So offering them to Morpheus, who hasn't spoken to him in a month but probably won't do that, is the best option by default.
Shockingly, Morpheus replies. He even offers to meet Hob at the White Horse, a pub they'd frequented back when they were still sort of talking, to pick up the tickets.
Even more shockingly, Morpheus is already at a table when Hob arrives at the pub four nights later, like he's planning to sit and talk with Hob. Like before.

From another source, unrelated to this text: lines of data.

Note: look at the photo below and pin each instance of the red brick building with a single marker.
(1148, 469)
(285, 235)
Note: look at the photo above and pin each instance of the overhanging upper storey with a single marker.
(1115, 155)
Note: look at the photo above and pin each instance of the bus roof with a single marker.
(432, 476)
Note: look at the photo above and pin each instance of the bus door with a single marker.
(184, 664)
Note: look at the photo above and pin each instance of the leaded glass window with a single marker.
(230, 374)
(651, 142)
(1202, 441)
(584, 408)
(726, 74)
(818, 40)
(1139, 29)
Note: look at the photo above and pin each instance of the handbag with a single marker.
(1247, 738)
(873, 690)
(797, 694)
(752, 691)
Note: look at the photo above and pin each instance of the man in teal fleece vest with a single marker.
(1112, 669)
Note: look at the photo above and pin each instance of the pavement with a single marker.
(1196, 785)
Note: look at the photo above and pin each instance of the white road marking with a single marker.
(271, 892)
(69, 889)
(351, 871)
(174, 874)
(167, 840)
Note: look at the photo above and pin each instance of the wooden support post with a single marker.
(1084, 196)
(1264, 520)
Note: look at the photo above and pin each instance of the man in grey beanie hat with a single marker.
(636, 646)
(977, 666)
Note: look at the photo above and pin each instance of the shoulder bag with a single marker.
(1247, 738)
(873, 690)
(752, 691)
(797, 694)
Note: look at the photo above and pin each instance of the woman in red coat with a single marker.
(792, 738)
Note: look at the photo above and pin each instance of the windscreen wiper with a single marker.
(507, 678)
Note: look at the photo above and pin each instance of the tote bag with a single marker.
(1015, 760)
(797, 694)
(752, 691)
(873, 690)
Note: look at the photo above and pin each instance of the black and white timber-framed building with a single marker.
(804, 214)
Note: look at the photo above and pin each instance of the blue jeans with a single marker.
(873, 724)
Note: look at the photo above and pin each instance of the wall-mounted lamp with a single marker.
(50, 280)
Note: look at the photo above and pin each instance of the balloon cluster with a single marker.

Hob is not entirely sure how he feels about that, but he's also running on maybe three hours of sleep, and the chair next to Morpheus looks extremely inviting, so he lets himself topple into it.
"If you ask me how I'm doing I'm going to get up and leave," he warns Morpheus, leaning back against the headrest and closing his eyes. He might just take a nap here. It's been impossible to fall asleep, these past few days, without the warmth of someone else in bed with him. And it's so easy, lying there with the tangible reminder of how alone he is, to let his thoughts spiral into why didn't she stay why didn't she even consider it wasn't it worth it?
But here, with the warmth and the noise of people around him and this unbelievably comfortable armchair, an uneasy half-doze starts to overtake him. He's drifting, wondering where in the world Morpheus found an armchair, when a soft tapping noise drags him back to reality.
When he opens his eyes, Morpheus is sliding a beer across the table to him. He doesn't say anything, just looks at Hob levelly, and Hob thinks that's why, why he opens his mouth to say thanks, what comes out instead is a cracking, "Do you know what it's like, having people congratulate you for having your heart ripped out?"
His voice sounds even worse than he feels.
Morpheus inclines his head at Hob in that familiar little nod; go on, I'm listening.
It's a small kindness, but it still makes Hob feel like his chest is cracking in half.
"Everyone acts like it's fine. Like it's a good thing. 'Yeah it hurts now but at least you'll stop wasting your life, at least now you'll find the person you were meant for.'"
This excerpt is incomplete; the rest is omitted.